Dear Edward follows 12 year old Edward Adler in the aftermath of having been the sole survivor of a plane crash which took the lives of his family and 188 others.
What I love most about this book is that it is very much character-driven. There are people in Edward’s circle – John, Lacey, Shay – and then there are the intertwined stories of the passengers on the plane. What came through was Napolitano’s deep respect for the latter especially, they were treated as fully realised individuals and over the course of the novel we explored each of them in turn. There was the good-looking stewardess, the solider returning to the real world, the eccentric billionaire, the hotshot Wall Street trader, the naïve 20-something, a bedazzled 40-something, and of course Edward’s mother, father, and brother. I felt invested in every single one of them, and that’s no mean feat.
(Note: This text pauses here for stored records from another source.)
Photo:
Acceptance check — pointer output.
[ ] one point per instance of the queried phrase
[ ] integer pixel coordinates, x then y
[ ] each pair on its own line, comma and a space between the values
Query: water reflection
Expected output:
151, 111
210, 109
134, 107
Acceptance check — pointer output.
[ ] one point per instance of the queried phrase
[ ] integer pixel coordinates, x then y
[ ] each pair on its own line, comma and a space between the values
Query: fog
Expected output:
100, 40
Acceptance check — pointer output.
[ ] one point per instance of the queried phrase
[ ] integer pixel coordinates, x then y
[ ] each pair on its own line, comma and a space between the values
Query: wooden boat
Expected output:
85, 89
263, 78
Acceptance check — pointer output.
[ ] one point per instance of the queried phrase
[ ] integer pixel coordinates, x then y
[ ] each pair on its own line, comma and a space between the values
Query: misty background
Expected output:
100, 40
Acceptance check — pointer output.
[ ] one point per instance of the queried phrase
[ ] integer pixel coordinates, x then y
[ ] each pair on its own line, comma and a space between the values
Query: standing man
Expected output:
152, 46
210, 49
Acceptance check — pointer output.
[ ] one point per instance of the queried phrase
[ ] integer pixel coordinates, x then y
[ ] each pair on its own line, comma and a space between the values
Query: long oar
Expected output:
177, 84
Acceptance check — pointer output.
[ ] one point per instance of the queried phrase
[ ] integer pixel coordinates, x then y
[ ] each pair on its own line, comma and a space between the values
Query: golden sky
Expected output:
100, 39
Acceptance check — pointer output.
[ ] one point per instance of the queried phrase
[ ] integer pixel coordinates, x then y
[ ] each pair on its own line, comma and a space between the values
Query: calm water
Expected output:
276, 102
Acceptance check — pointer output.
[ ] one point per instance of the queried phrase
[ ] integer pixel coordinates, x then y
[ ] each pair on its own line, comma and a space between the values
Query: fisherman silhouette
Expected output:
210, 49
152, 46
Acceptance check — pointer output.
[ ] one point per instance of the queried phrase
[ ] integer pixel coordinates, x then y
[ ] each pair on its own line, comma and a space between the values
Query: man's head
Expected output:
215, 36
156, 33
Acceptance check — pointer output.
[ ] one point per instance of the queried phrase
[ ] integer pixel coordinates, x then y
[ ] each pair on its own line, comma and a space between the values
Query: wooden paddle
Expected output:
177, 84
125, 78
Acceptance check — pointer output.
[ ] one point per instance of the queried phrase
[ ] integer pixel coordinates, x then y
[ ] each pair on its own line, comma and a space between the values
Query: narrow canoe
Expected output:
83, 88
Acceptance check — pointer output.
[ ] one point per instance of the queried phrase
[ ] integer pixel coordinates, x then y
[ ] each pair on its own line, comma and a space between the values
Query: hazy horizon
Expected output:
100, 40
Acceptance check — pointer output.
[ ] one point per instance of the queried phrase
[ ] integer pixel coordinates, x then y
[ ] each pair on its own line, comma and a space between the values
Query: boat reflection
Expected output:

Often I leave a book with my tendrils holding onto a few characters, not the entire cast.
I loved reading the dynamics between Edward and the new people in his life. His friendship with Shay was precious. The relationship with John and Lacey felt so pedestrian, yet so authentic.
I found the juggling of the dual timelines of the hours leading up to the crash and the years post-crash as Edward came of age was executed brilliantly. The pacing of the novel felt right, so right in fact that I finished this within 24 hours. I could not get enough.
Highly recommended. Dear Edward reminded me tonally of A Little Life, only gentler. It is a post-trauma coming-of-age story that treats her characters and their relationships with the upmost humility and care, or so that is how it came across to me. It is a treasure of a story that does not necessarily set the world alight, but stokes the fire enough to keep you warm and keep you reading.